My daughter Jenna likes a mix of nature and urban settings, whereas Ellie just wanted trees, woods and nature.
Step 2. Choose the clothing. I start by explaining that I want one base outfit – pants, jeans, leggings or shorts plus a simple tank or tee. I, then, allow them to pick out this base set plus a few other outfits that think are perfect for our photo shoot. They come to me with 5-8 outfits, and I help them narrow from there. Sometimes, depending on time or weather, we only use two or three.
Here is an example of a base outfit. Plus the added accessories (see step 3)…
Step 3. Choose accessories. This is where the fun begins. We go through my “photo” accessories drawer, as well as my jewelry and scarves. I love to bring a few scarves along as they are a fun, versatile accessory. Then, we pick out possible necklaces, bracelets, headbands, and more. They can help create the mood of the photos by choosing certain items.
Jenna tends to get lots of necklaces, bracelets, headbands and more. Ellie prefers the simple scarf and maybe a thin decorative headband.
Step 4. Choose a few props. If desired, we will grab a few “items” they can hold or use. I don’t do elaborate sets as it is not in my nature. But I’ve been known to tote around a vintage camera, umbrellas, or books, etc.
This cracks me up – Ellie was taking a faux “selfie” with an old Brownie camera.

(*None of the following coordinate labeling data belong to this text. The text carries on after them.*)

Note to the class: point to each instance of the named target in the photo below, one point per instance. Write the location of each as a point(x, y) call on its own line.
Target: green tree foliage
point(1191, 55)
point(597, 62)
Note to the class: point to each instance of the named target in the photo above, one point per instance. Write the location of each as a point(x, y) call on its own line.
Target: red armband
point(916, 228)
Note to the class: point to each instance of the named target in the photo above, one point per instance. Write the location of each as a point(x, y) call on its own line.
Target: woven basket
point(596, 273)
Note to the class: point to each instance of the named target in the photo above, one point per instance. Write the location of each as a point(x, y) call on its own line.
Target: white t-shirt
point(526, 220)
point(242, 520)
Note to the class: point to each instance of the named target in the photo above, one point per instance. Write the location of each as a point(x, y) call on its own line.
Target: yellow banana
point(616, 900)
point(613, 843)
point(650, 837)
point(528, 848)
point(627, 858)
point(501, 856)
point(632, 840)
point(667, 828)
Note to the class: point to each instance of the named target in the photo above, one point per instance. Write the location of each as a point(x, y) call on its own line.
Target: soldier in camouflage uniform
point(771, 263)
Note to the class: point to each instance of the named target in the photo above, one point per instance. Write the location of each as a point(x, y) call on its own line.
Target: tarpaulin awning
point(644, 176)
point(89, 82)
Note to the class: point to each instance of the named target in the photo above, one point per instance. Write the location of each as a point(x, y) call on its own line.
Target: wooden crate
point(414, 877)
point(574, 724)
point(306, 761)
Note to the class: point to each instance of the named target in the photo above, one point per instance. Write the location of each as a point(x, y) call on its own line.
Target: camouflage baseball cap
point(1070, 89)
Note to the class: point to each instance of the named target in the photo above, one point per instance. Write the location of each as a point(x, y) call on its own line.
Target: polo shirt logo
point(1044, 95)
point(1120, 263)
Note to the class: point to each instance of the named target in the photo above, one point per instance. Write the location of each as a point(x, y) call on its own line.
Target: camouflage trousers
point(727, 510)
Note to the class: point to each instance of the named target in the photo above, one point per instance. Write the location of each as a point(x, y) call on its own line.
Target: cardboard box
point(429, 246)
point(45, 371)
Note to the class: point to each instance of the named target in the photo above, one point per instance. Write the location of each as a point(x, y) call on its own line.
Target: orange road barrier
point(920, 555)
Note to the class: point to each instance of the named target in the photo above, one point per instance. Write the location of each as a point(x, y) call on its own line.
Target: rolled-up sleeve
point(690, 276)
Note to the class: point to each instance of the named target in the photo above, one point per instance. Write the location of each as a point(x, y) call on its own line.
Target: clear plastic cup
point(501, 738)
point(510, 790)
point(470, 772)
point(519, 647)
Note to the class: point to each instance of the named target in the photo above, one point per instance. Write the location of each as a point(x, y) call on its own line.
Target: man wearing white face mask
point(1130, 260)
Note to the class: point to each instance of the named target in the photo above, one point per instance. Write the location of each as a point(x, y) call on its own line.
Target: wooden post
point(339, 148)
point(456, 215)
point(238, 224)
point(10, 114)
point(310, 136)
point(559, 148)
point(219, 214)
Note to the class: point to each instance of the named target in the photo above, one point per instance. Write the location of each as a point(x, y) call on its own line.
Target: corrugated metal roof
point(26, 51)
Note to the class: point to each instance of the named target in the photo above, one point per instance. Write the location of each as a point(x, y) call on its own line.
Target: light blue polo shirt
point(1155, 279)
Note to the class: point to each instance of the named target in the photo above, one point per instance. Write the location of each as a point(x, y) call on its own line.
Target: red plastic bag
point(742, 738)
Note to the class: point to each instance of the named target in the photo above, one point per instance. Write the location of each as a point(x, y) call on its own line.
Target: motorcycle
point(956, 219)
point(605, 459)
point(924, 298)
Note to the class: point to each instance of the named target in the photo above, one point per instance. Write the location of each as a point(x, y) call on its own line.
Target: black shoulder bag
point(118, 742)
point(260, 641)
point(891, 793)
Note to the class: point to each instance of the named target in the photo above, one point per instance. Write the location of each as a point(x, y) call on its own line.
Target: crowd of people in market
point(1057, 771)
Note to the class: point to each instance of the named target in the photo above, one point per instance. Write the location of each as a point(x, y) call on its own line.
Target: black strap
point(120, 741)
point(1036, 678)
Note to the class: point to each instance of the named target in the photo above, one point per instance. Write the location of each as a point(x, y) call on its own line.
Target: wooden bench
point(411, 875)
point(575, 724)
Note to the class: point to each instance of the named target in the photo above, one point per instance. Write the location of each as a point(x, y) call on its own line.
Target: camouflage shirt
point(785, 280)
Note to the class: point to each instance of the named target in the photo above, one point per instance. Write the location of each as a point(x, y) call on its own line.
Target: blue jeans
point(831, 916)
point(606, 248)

Step 5. Get them ready for the shoot. This may be the most controversial. I am not suggesting you plaster your kids with makeup or even take them to get their hair done. But I allow them a little gloss, powder and light blush if they want it. Nothing crazy… And I style their hair for them if they want – though if you prefer you could take them to get their hair done and feel special that way too.
How to capture the emotion and personality of your tweens and teens:
TIP: Biggest tip I have is to let them be themselves. Once you set the stage, of allowing them to have a say in the location, clothing, accessories and props, you are already well on your way. When we get to the first location, we start with the base outfit. They get to pick what accessories to wear as we go in search of great light and the perfect spot.
After they warm up to the camera, let them be silly and have some fun. Even if you do not keep these funny images, it helps them feel more comfortable in front of the camera. And you may end up liking them because they show personality. Here are a few examples.
Ellie cracking up:
Ellie singing a song from Frozen and this just captured her so well.
And yes, she took my phone and wanted to take a “selfie” for Instagram. “Um, hello… Look over here – I have a Canon 5D MKIII and a 70-200 lens…” Nope – selfies are way better. I bet this will be one she will like a lot when she’s my age.
TIP: Another great way to get amazing images of your kids, especially at this tween/teen age, is to allow them to use a few props that show their personality. If they play a sport, capture them with equipment.
Here are a few examples.
If, like Ellie, they love to read, catch them reading.
Or for Jenna who is adventurous, I actually did a mini session at an adventure park. Sure, she was not dressed up, but she loved me taking pictures of her 40 feet in the air.
This is just a start. I definitely do not have all the answers on capturing emotion and personality of my girls. I think being real with them and involving them is a great way to start.
I hope you liked this small photographic journey and that some of these ideas are helpful to your future photo sessions with your kids or even with your customers.